Von San Ignacio nach Crooked Tree

Noch ein letztes Mal genießen wir Juliets Frühstück. Heute zaubert sie Bratkartoffeln mit „Dschungelspinat“ und Tamalitos, dazu karamellisierte Kochbanane und einen frischen Früchtemix aus Banane und Papaya.

Der Abschied von Toni und Juliet fällt uns überraschend schwer. Sie verabschieden uns mit einer Herzlichkeit, wie wir sie auf Reisen nur selten erlebt haben. Es ist keine flüchtige Höflichkeit, sondern echte Wärme, die spürbar ist – in ihren Worten und in ihren Umarmungen. Auf der Weiterfahrt bleibt das Gefühl noch lange, dass wir hier nicht einfach nur irgendwelche Gäste waren.

Nur etwa 30 Kilometer weiter legen wir unseren nächsten Stopp ein: den Guanacaste-Nationalpark am Stadtrand der Hauptstadt Belmopan. Der Park ist winzig – und leider auch nicht besonders gut in Schuss.
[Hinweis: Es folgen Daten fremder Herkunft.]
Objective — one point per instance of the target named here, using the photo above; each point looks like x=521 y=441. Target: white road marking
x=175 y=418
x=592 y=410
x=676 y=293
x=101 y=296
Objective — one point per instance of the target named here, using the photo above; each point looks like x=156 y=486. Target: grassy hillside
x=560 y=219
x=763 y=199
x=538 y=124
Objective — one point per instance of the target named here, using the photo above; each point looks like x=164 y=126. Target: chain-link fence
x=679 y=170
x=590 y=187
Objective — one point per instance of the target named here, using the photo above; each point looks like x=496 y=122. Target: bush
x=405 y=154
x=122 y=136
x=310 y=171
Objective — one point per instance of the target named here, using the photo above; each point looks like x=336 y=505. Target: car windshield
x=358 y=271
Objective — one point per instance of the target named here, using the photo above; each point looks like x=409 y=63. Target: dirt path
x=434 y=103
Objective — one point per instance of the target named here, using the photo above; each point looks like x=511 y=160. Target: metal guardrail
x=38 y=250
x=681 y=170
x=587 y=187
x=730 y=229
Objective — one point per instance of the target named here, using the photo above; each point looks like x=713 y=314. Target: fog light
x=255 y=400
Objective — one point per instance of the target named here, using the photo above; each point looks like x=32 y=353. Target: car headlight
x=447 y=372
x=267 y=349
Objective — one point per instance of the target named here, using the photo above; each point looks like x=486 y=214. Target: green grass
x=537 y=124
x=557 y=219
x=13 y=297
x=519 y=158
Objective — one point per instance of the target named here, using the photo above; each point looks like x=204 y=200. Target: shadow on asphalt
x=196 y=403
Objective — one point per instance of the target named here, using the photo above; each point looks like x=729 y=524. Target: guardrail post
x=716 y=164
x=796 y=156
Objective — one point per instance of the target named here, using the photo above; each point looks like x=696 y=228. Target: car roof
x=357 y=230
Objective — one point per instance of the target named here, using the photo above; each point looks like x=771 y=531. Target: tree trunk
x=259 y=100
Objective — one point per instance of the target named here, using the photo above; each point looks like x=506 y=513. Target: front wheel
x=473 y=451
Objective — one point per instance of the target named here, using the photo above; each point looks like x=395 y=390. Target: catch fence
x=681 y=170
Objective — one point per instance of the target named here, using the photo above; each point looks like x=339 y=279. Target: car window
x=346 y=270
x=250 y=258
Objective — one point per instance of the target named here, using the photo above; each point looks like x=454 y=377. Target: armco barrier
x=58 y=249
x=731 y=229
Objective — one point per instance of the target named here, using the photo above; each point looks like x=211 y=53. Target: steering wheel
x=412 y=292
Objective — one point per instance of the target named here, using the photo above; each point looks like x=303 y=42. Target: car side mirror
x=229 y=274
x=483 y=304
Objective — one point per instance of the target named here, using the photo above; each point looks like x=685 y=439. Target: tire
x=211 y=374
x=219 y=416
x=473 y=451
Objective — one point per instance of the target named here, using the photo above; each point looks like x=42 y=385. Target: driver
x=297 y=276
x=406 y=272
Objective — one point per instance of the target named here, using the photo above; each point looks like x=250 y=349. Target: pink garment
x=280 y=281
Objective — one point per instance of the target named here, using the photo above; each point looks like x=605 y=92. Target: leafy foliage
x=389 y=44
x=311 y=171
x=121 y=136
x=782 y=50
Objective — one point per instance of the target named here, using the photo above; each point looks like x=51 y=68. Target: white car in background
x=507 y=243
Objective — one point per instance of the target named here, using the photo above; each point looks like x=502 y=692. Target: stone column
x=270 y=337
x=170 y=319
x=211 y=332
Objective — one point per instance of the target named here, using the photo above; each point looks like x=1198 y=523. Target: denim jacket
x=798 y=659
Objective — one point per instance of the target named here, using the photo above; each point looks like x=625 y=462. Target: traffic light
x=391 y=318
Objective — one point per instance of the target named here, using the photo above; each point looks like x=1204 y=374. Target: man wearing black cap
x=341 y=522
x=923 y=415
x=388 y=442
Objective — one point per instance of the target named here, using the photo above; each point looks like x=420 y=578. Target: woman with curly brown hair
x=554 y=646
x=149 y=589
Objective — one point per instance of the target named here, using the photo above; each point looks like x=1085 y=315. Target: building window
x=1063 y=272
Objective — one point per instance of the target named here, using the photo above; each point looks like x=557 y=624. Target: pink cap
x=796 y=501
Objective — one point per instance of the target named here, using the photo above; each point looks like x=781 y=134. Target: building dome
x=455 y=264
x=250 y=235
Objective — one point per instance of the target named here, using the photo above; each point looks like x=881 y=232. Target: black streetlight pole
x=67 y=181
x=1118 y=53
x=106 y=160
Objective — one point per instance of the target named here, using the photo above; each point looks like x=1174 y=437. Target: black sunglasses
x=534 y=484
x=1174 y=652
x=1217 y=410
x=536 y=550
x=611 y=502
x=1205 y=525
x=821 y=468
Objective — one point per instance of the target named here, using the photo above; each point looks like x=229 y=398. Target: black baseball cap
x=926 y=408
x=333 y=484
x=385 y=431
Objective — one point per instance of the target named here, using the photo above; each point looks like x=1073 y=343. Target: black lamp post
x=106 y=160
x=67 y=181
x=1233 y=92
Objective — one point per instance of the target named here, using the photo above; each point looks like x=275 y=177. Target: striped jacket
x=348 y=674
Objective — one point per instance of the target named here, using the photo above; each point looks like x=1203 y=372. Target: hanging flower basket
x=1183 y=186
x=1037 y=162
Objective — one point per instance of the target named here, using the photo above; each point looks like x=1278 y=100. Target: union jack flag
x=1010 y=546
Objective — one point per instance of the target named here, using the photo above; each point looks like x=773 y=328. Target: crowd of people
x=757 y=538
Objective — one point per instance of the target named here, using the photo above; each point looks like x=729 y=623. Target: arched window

Die Aussichtsplattformen sind wegen ihres maroden Zustands gesperrt, und eine Brücke darf ebenfalls nicht betreten werden, weil Einsturzgefahr besteht. Trotzdem lohnt sich der Besuch. Rund zweieinhalb Stunden verbringen wir im Park und laufen dabei alle Trails ab, die er zu bieten hat.

Der krönende Abschluss gelingt schließlich am Visitor Center: Andrea schafft endlich ein Foto des Kapuzenwaldsängers. Den kleinen gelb-schwarzen Vogel hören wir nun schon seit zwei Wochen fast täglich, gesehen hatten wir ihn bislang aber nie. Heute wurde es also höchste Zeit!

Jetzt bleibt nur noch die Frage, ob wir irgendwann auch den Fleckenbrust-Zaunkönig zu Gesicht bekommen. Auch er trällert regelmäßig lautstark durch den Wald – zeigt sich jedoch bisher kein einziges Mal.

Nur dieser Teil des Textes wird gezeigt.